Not that I have much experience using lingq on a language I don’t know anything about, but Steve also has some videos on it.

I think you can choose to either bruto force your way through, or start by getting notions of the language. What I would do is: Look at some youtube videos explaining basic grammar concepts, read some basic textbooks or maybe an asimil guide or the like. You could then power through some flashcards using software such as anki and learn the 100 to 1000 most common words.

Then start with the simple stuff: mini stories, asimil, easy stories you can find online.

I would add in addition to the other comments, at least for Hebrew…when you start out why don’t you start to write out of some of the simpler words and lead up for there. I’m thinking that getting iuse to the writing and just the act of doing it may be one further way to really entrench/ingrain these words in your memory.

I’m not an expert, but I would recommend you get a lot of comprehensible input on youtube in your target language first.
To get a feeling for the language.

With Hebrew I learned the first 2,000 most common words using an app. Then I jumped on LingQ. And just slowly little by little struggled through dialogue. And I bought a living language course.

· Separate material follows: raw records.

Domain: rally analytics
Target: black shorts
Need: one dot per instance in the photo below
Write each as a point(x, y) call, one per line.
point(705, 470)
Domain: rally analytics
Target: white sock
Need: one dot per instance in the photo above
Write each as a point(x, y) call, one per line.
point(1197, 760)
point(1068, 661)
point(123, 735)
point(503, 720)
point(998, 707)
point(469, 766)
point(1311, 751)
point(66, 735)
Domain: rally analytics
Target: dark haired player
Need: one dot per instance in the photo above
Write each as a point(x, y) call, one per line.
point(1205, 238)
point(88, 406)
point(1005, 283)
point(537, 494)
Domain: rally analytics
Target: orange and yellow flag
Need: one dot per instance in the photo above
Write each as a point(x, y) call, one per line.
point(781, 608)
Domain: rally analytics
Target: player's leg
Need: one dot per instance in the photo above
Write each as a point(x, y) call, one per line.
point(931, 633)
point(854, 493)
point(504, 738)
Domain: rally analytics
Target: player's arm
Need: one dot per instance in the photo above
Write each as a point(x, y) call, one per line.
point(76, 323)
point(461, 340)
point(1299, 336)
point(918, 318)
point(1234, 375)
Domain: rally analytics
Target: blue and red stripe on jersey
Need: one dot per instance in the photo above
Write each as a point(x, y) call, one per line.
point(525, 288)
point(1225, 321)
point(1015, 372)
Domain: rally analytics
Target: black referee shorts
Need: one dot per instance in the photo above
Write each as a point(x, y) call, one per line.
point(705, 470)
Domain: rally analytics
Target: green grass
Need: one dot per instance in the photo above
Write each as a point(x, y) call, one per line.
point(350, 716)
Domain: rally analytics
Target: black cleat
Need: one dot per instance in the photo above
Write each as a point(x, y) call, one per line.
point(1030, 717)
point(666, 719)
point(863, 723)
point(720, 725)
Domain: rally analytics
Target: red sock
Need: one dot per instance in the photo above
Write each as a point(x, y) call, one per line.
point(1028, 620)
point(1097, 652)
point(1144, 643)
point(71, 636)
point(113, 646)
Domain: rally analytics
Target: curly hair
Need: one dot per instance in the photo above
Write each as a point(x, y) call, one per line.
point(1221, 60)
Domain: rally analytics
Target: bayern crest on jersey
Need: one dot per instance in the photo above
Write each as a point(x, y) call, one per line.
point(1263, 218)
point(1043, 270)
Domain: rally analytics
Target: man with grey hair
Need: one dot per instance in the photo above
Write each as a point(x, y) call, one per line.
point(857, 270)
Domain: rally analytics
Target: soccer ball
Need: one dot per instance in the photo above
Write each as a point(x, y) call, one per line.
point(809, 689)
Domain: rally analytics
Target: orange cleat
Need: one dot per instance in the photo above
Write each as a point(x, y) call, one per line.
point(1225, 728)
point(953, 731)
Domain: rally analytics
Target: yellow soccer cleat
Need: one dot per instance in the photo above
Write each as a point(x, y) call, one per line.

Don’t worry about forgetting words, that’s normal, especially at the very beginning. I’d stick with simple sentences and just listen to them over and over. I’ve never used the short stories on here but I’d imagine they’re good for that. Stories are always best because of the relistenability (I think I just made up that word). Unfortunately, without visual clues you’re going to have to look up most words at the start, it can’t really be avoided. It won’t always be like that though. GL.